SWIFT Aims to Unify CBDCs with Traditional Banking

SWIFT, the global bank messaging network, has revealed that it will build a new platform. This portal targets connecting the growing central bank digital currencies (CBDCs) with the current financial system. The move is a major milestone for the growing CBDC ecosystem, utilizing SWIFT’s central position in the world of banking. The move is in line with the launch schedule of major CBDCs.

In the present environment, almost 90% of the central banks worldwide are looking at digital editions of their currencies. Driven by the rise of Bitcoin (BTC) and other cryptocurrencies, they aim to lead in the financial innovation race. Nonetheless, these organizations are confronted with technological complexities. The SWIFT project seeks to remove these obstacles by making the various CBDCs interoperable despite the differences in the underlying technologies.

Global Banks Test CBDCs in Major SWIFT Trial

The head of innovation of SWIFT, Nick Kerigan, revealed a recent trial that had been running for six months. The trial was a partnership of 38 entities, including central banks, commercial banks, and settlement platforms. It is one of the biggest global alliances on CBDCs and tokenized assets up to now. It emphasized the unifying operation of different CBDCs so that the risk of payment system fragmentation would be reduced.

The trial revealed the capabilities of CBDCs in the facilitation of sophisticated payments related to trade and foreign exchange. It also examined the notion of automation, improving speed and cutting transaction costs. The participants greatly recognized the success of the trial. They verified that banks could include CBDCs using their current infrastructure. This milestone gives SWIFT a very set timetable to move forward with its integration efforts.

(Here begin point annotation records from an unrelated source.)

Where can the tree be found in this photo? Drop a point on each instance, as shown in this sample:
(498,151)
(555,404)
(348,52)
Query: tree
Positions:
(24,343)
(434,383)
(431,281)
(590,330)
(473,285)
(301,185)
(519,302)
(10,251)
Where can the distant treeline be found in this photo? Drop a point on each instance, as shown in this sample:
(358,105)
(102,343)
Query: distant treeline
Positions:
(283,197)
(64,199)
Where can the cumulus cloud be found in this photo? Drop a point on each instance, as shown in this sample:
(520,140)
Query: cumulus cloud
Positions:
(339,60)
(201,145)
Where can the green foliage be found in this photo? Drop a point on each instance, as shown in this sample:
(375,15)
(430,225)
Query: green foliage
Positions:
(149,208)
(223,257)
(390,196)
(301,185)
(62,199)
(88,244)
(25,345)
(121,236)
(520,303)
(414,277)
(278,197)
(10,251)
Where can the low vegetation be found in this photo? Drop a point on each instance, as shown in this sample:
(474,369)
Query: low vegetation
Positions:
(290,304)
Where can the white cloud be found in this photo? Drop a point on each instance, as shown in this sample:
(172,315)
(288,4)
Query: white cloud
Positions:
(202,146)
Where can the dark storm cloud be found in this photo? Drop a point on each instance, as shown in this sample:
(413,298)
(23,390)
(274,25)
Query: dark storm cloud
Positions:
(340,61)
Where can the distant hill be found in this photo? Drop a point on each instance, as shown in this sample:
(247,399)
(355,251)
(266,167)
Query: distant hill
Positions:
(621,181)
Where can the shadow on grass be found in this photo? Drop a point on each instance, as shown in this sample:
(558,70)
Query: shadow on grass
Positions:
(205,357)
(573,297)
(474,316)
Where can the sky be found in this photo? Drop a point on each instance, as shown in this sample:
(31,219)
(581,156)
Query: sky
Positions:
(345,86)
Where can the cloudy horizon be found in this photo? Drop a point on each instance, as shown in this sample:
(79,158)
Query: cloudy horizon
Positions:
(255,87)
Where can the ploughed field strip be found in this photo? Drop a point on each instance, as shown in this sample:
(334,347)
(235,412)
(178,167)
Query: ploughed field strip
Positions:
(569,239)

Bridging CBDCs with Banking Through the Messaging Layer

SWIFT, in particular, has recognized the fast pace of development of financial technologies, especially in tokenization and the emerging shared ledger models. The organization appreciates the effectiveness of shared infrastructure, which includes real-time balance updates to all ledger participants. However, SWIFT also acknowledges the incapacity of shared ledgers in processing large amounts of data.

The solution to these problems that SWIFT recommends is the messaging layer. The layer will provide transactional and data-intensive requirements for contemporary financial services. This encompasses adherence to standards of anti-money laundering (AML) and sanctions screening. Uniting the strong messaging services of SWIFT with the innovative capacity of distributed ledger technology, the organization seeks to design an environment for the smooth integration of CBDCs into the existing banking system.